The promise of cooperation has consumed him like a cancer all his life

Jiří Petz, 20 years old
Jiří Petz, 20 years old
photo: Witness´s archive

Jiří Petz was born on 26 July 1932 in Prague-Karlín into the family of Bohumil Petz, an official of the Ministry of Justice, and his wife Milada Petzová. He started school in 1939 in Bubenač, where he spent the whole war. He remembers the arrival of the German troops and their carefree behaviour and purchases after the devaluation of the crown. During the Prague Uprising he helped build barricades and witnessed the post-war violence against German civilians. He viewed the incoming Soviets in May 1945 with apprehension, as there was open talk of communism and gulags at home. He joined the Scout in 1937. After the war he returned to the Mawadani centre and became the troop’s chronicler. After scouting was banned in 1948, the young men met illegally with the later dissident Jiří Nemec, organizing philosophical seminars and buying banned literature. On April 13, 1950, he accidentally witnessed Action K during the raid on a Jesuit monastery.
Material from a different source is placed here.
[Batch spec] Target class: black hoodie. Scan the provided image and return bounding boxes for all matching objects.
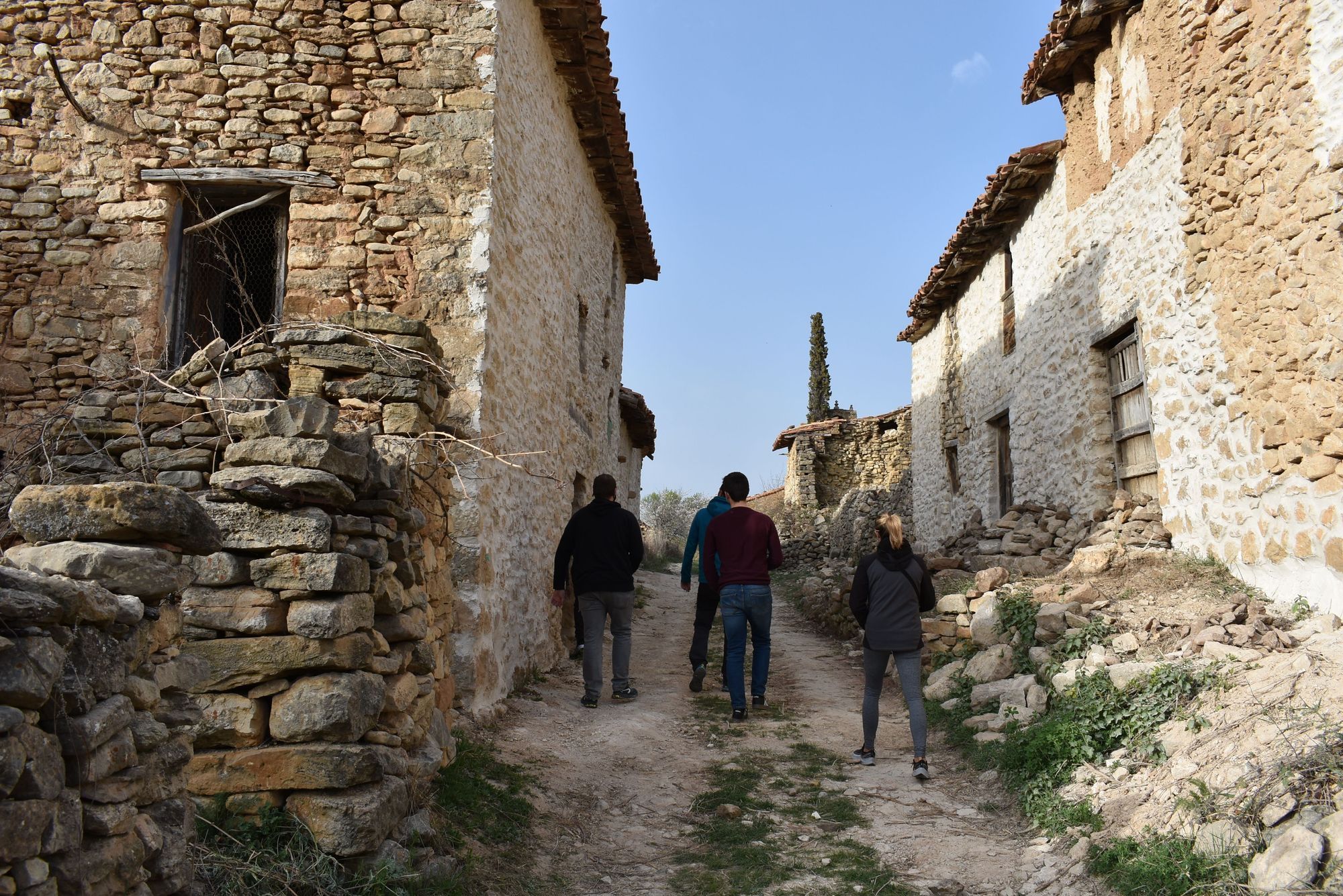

After graduating from secondary school in 1951, he worked as a laboratory technician, then studied medicine and in 1954 transferred to the newly founded Faculty of Hygiene. The turning point came in 1958, when before graduation he signed a binding act under pressure and became a State Security agent. He was to observe to the scout leader Miloš Blažek and eventually provide information in the field of health care. However, he refused to cooperate after he was posted to Slovakia in 1959, faced threats, and eventually left for alternative military service. His file was deposited in the archives in December of that year. From 1961, the witness worked for four years as a district sanitary officer in Tachov, then at the Academy of Sciences at the Cabinet of Theory of Architecture and Environmental Design and later at the Institute of Landscape Ecology. Standardisation brought him interrogations and professional pressures, but nobody demanded his cooperation any more. From 1986, he worked in health statistics at the District National Health Centre (OÚNZ) and the Institute of Health Information and Statistics (ÚZIS) until 1995, when he retired. For a long time only his wife knew about the signing of the collaboration; he did not confide in his daughters until he was 84 years old. In 2026 he was living in Prague.